Issue with Graph runtime for nested function call. Works fine on VM

Facing issue with code below on Graph Runtime. However, it works fine with VM. I am trying to call a function within a function. Relay snippets are added in source code below for quick reference.

Also, I was facing an issue because of FoldScaleAxis pass, so I disabled it for the time being. Any help, pointers much appreciated here.

Code

import tvm
from tvm import relay
import numpy as np
from tvm.contrib import graph_runtime


def run_on_graph_runtime(mod, in_names, in_data):
    target = 'llvm'
    target_host = None
    opt_level = 3

    # Disabled FoldScaleAxis
    with relay.build_config(opt_level=opt_level, disabled_pass=["FoldScaleAxis"]):
        graph, lib, params = relay.build(mod, target, target_host, {})
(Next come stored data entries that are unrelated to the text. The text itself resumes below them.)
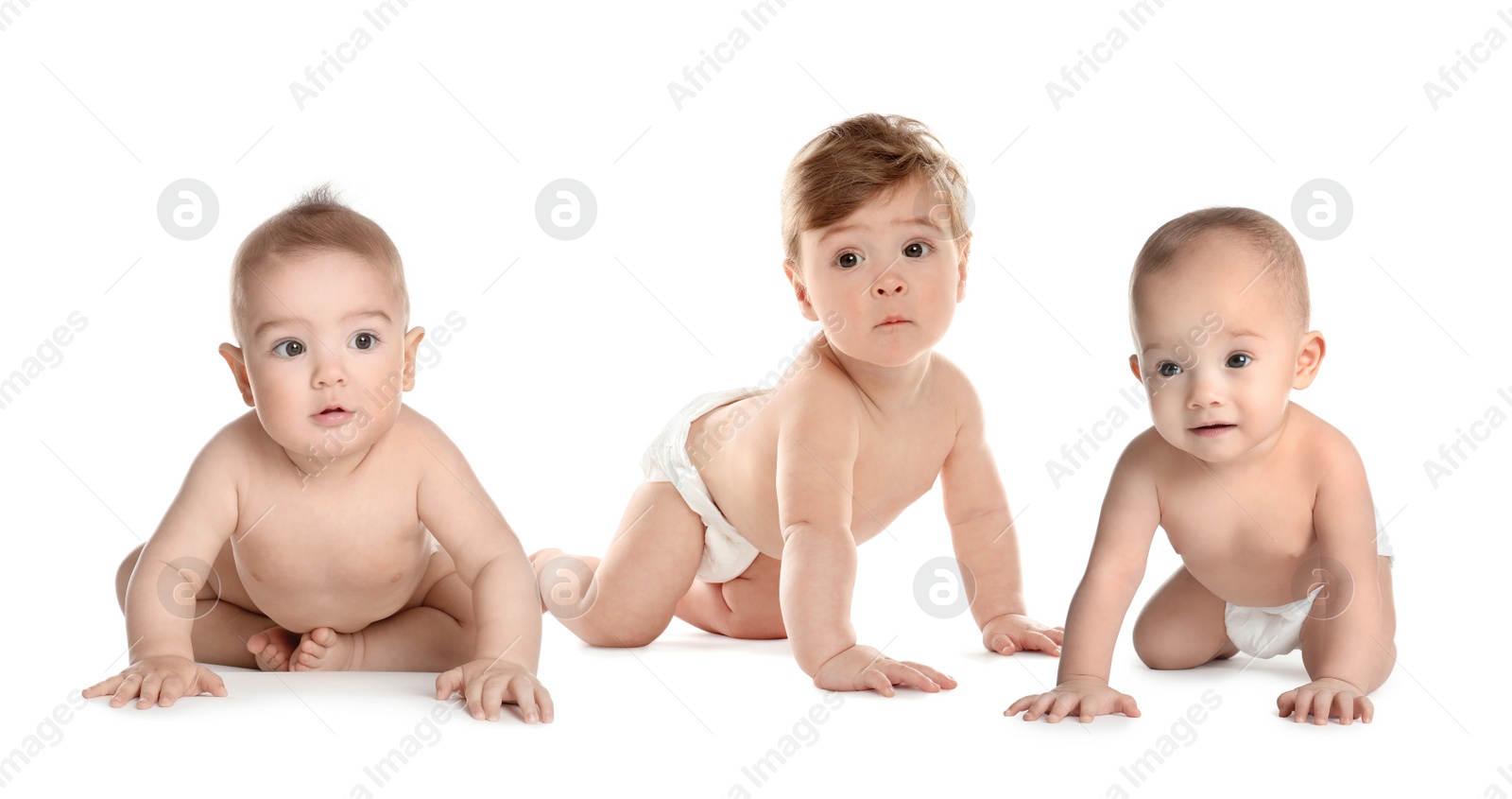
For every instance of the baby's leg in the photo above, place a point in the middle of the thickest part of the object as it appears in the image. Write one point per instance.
(227, 628)
(631, 594)
(433, 633)
(746, 607)
(1183, 625)
(1385, 647)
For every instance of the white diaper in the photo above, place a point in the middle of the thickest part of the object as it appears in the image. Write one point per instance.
(1278, 630)
(726, 552)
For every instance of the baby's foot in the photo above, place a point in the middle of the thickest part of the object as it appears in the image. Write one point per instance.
(539, 562)
(272, 648)
(324, 650)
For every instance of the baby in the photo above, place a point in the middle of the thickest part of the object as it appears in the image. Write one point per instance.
(318, 507)
(1266, 504)
(755, 499)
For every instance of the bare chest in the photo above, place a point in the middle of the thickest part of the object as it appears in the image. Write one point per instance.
(1244, 539)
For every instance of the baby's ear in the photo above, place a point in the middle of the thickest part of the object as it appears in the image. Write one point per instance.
(233, 359)
(799, 291)
(412, 344)
(960, 267)
(1308, 359)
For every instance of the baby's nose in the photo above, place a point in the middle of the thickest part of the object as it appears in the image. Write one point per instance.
(889, 284)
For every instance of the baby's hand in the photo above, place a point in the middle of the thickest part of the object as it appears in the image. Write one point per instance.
(486, 686)
(1323, 698)
(1013, 632)
(1085, 696)
(862, 668)
(158, 681)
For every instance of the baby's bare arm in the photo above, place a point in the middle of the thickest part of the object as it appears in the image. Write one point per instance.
(987, 539)
(816, 448)
(489, 557)
(1125, 527)
(179, 554)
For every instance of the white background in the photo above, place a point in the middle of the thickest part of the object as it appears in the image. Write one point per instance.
(446, 128)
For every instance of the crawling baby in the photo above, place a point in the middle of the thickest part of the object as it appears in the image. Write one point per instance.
(756, 498)
(1266, 504)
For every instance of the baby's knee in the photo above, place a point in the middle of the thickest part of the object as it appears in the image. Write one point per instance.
(1157, 647)
(123, 575)
(622, 637)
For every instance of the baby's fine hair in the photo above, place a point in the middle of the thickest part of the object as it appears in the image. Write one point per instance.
(1282, 256)
(854, 161)
(317, 223)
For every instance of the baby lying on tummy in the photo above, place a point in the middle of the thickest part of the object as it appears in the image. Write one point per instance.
(347, 531)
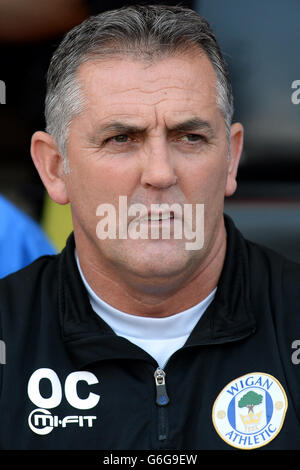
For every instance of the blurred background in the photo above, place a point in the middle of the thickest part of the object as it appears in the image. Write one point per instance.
(260, 41)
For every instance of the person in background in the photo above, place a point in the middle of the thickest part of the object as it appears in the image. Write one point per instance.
(21, 239)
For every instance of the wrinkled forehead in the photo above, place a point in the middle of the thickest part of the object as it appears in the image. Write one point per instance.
(174, 80)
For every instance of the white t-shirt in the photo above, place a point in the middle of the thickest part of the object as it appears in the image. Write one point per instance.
(159, 337)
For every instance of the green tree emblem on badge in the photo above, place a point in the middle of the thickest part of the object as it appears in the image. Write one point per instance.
(250, 400)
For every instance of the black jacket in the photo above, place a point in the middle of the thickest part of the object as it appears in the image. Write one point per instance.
(69, 382)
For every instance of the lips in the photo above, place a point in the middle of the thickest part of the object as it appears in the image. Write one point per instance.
(154, 217)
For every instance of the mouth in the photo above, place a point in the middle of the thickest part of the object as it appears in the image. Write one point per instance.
(158, 217)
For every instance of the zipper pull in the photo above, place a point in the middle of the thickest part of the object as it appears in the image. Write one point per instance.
(162, 398)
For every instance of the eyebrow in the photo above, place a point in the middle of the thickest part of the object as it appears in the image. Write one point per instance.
(189, 125)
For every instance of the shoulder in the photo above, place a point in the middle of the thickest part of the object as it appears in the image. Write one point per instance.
(22, 289)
    ctx = tvm.context(target, 0)
    m = graph_runtime.create(graph, lib, ctx)
    for e, i in zip(in_names, in_data):
        m.set_input(e, tvm.nd.array(i))
    m.set_input(**params)
    m.run()
    return m.get_output(0).asnumpy()


mod = tvm.IRModule()
sb = relay.ScopeBuilder()
x = relay.var('x', 'float32')
y = relay.var('y', 'float32')
sb.ret(x + y)
func1 = relay.Function([x, y], sb.get())

'''
fn (%x: float32, %y: float32) {
  add(%x, %y)
}
'''

sb = relay.ScopeBuilder()
x1 = relay.var('x1', 'float32')
y1 = relay.var('y1', 'float32')
func2 = sb.let('add_two', func1)
sb.ret(func2(x1, y1))
op = sb.get()
f = relay.Function([x1, y1], op)

'''
fn (%x1: float32, %y1: float32) {
  let %add_two = fn (%x: float32, %y: float32) {
    add(%x, %y)
  };
  %add_two(%x1, %y1)
}
'''

mod["main"] = f
x_data = np.array(np.random.rand()).astype('float32')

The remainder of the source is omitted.